GTC Nvidia’s strategy for capitalizing on generative AI hype: glue two H100 PCIe cards together, of course.
At GTC this week, Nvidia unveiled a new version of its H100 GPU, dubbed the H100 NVL, which it says is ideal for inferencing large language models like ChatGPT or GPT4. And if it looks like two H100 PCIe cards stuck together, that’s because that’s exactly what it is. (Well, it’s got faster memory too, more on that later.)
“These GPUs work as one to deploy large language models and GPT models from anywhere from five billion parameters to 200 [billion],” Nvidia VP of Accelerated Computing Ian Buck said during a press briefing on Monday.
The form factor is a bit of an odd one for Nvidia which has a long history of packing multiple GPU dies onto a single card. In fact, Nvidia’s Grace Hopper superchips basically do just that, but with a Grace CPU and Hopper GH100. If we had to guess, Nvidia may have run into trouble packing enough power circuits and memory onto a standard enterprise PCIe form factor.
Speaking of form factor, the frankencard is massive by any stretch of the imagination, spanning four slots and boasts a TDP to match at roughly 700W. Communication is handled by a pair of PCIe 5.0 x16 slots, because this is just two H100s glued together. The glue in this equation appears to be three NVLink bridges which Nvidia says are good for 600GB/s of bandwidth — or a little more than 4.5x the bandwidth of its dual PCIe interfaces.
While you might expect performance on par with a pair of H100s, Nvidia claims the card is actually capable of 2.4x-2.6x the performance, at least in FP8 and FP16 workloads.
That performance can likely be attributed to Nvidia’s decision to use faster HBM3 memory instead of HBM2e. We’ll note that Nvidia is already using HBM3 on its larger SMX5 GPUs. And the memory doesn’t just have higher bandwidth — 4x compared to a single 80GB H100 PCIe card — there’s also more of it: 94GB per die.
The cards themselves are aimed at large-language model inferencing. “Training is the first step — teaching a neural network model to perform a task, answer a question, or generate a picture. Inference is the deployment of those models in production,” Buck said.

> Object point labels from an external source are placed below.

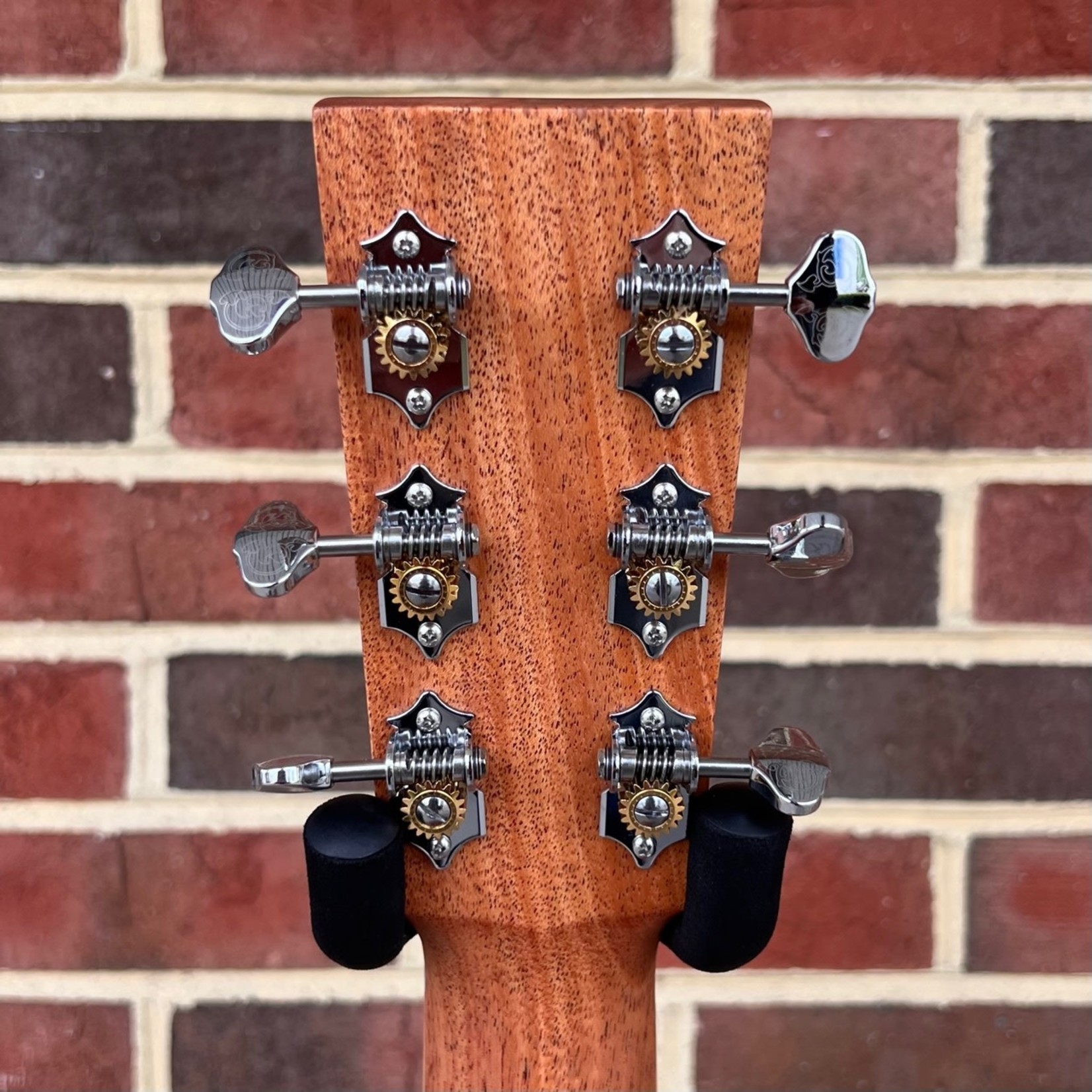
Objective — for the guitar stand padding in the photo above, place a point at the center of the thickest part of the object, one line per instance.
(356, 880)
(733, 884)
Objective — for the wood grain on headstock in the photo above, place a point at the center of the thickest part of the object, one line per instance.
(541, 939)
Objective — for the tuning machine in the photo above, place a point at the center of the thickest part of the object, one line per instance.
(408, 292)
(432, 765)
(678, 291)
(666, 544)
(420, 543)
(653, 767)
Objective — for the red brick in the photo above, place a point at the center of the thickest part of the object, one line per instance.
(929, 377)
(1034, 543)
(63, 730)
(78, 551)
(892, 182)
(60, 37)
(154, 901)
(1030, 904)
(851, 904)
(894, 1048)
(1006, 40)
(432, 37)
(65, 1048)
(286, 398)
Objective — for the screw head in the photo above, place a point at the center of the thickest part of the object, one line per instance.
(678, 244)
(418, 400)
(664, 495)
(666, 400)
(652, 718)
(428, 719)
(676, 343)
(433, 812)
(420, 495)
(407, 245)
(410, 343)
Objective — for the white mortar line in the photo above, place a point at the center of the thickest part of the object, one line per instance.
(224, 812)
(292, 98)
(972, 196)
(152, 1018)
(149, 728)
(144, 57)
(948, 879)
(913, 988)
(959, 510)
(676, 1046)
(693, 32)
(174, 285)
(154, 395)
(944, 472)
(791, 646)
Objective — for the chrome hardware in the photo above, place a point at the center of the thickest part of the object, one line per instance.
(408, 293)
(420, 543)
(678, 288)
(432, 765)
(666, 544)
(653, 767)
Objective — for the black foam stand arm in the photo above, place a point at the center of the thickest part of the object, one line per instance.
(356, 880)
(733, 884)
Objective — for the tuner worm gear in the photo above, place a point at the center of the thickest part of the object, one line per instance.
(434, 808)
(425, 589)
(662, 589)
(674, 343)
(410, 344)
(651, 808)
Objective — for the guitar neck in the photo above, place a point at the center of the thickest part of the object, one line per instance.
(539, 953)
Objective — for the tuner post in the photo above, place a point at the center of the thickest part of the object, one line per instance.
(666, 543)
(678, 291)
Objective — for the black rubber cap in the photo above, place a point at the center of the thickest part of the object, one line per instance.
(356, 880)
(733, 880)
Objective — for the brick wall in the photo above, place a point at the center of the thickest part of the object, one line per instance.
(936, 927)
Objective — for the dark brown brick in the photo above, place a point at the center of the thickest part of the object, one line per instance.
(77, 551)
(226, 711)
(859, 38)
(65, 1048)
(891, 1048)
(82, 902)
(851, 904)
(891, 182)
(60, 37)
(892, 524)
(257, 1048)
(1034, 544)
(1030, 904)
(913, 732)
(63, 730)
(1040, 201)
(929, 377)
(543, 37)
(157, 191)
(226, 400)
(65, 373)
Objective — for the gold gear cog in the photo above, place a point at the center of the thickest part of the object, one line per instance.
(448, 807)
(668, 804)
(649, 331)
(427, 323)
(442, 570)
(640, 576)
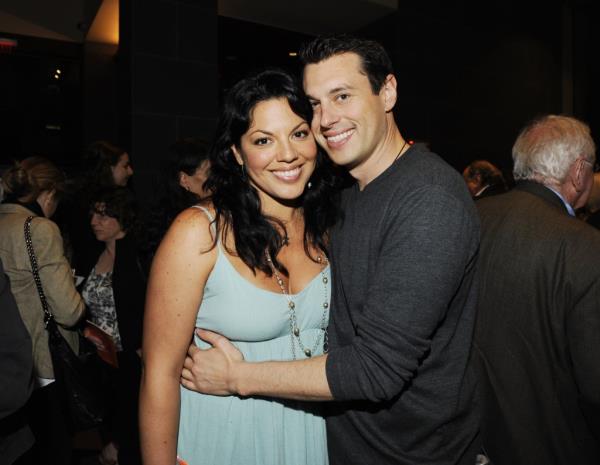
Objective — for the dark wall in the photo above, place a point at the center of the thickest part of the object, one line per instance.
(471, 74)
(168, 87)
(39, 114)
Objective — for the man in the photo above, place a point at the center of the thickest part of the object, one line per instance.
(537, 339)
(403, 268)
(593, 204)
(484, 179)
(16, 375)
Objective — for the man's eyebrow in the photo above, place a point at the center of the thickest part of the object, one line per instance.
(333, 91)
(261, 131)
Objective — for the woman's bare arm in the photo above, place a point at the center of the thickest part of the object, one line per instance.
(179, 272)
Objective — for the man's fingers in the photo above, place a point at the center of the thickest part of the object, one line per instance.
(188, 362)
(192, 349)
(186, 374)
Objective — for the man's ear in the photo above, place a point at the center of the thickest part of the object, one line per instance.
(579, 174)
(389, 92)
(237, 155)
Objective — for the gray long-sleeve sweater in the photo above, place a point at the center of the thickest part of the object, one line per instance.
(402, 318)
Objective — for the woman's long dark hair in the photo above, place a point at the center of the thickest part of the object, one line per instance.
(186, 155)
(237, 203)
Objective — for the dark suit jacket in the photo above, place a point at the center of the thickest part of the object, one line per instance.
(537, 339)
(16, 371)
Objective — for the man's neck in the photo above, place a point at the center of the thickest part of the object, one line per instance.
(392, 147)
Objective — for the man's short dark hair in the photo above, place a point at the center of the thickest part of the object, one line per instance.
(489, 174)
(375, 61)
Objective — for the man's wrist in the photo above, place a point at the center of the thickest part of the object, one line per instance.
(236, 380)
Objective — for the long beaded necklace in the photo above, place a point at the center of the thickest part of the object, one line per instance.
(294, 329)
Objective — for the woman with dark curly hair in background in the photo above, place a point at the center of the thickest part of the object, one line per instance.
(104, 166)
(114, 292)
(179, 184)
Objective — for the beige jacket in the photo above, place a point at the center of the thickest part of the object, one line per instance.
(65, 302)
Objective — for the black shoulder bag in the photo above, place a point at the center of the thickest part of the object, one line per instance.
(79, 378)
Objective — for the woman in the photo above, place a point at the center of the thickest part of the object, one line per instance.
(114, 293)
(272, 204)
(33, 188)
(179, 185)
(105, 166)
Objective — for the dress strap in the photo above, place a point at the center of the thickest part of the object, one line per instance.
(213, 226)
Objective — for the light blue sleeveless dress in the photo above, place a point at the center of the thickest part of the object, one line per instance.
(254, 431)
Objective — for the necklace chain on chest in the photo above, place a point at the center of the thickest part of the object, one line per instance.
(294, 329)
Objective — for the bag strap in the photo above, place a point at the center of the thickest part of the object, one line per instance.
(36, 273)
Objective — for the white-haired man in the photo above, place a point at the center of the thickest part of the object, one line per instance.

While Nvidia already has its larger SXM5 H100s in the wild for AI training, those are only available from OEMs in sets of four or eight. And at 700W a piece, those systems are not only hot, but potentially challenging for existing datacenters to accommodate. For reference, most colocation racks come in at between 6-10KW .
By comparison, the H100 NVL, at 700W, should be a bit easier to accommodate. By our estimate a single socket, dual H100 NVL system (four GH100 dies) would be somewhere in the neighborhood of 2.5KW.
However, anyone interested in picking one of these up is going to have to wait. While Nvidia may have taken the easy route and glued two cards together, the company says its NVL cards won’t be ready until sometime in the second half of the year.
What if you don’t need a fire-breathing GPU?
If you’re in the market for something a little more efficient, Nvidia also released the successor to the venerable T4. The Ada Lovelace based L4, is a low profile, single slot GPU, with a TDP nearly 1/10th that of the H100 NVL at 72W.
Nvidia’s L4 is a low-profile, single slot card that sips just 72W
This means the card, like its predecessors, can be powered entirely off the PCIe bus. Unlike the NVL cards, which are designed for inferencing on large models, Nvidia is positioning the L4 as its “universal GPU.” In other words, it’s just another GPU, but smaller and cheaper so it can be crammed into more systems — up to eight to be exact. According to the L4 datasheet, each card is equipped with 24GB of vRAM and up to 32 teraflops of FP32 performance.
“It’s for efficient AI, video, and graphics,” Buck said, adding that the card is specifically optimized for AI video workloads and features new encoder/decoder accelerators.
“An L4 server can decode 1040 video streams coming in from different mobile users,” he said, leaving out exactly how many GPUs this server needs to do that or at what resolution those streams are.
This functionality lines up with existing 4-series cards from Nvidia, which have traditionally been used for video decoding, encoding, transcoding, and video streaming.
But just like its larger siblings, the L40 and H100, the card can also be used for AI inferencing on a variety of smaller models. To this end, one of the L4’s first customers will be Google Cloud for its Vertex AI platform and G2-series VMs.
The L4 is available in private preview on GCP and is available for purchase from Nvidia’s broader partner network.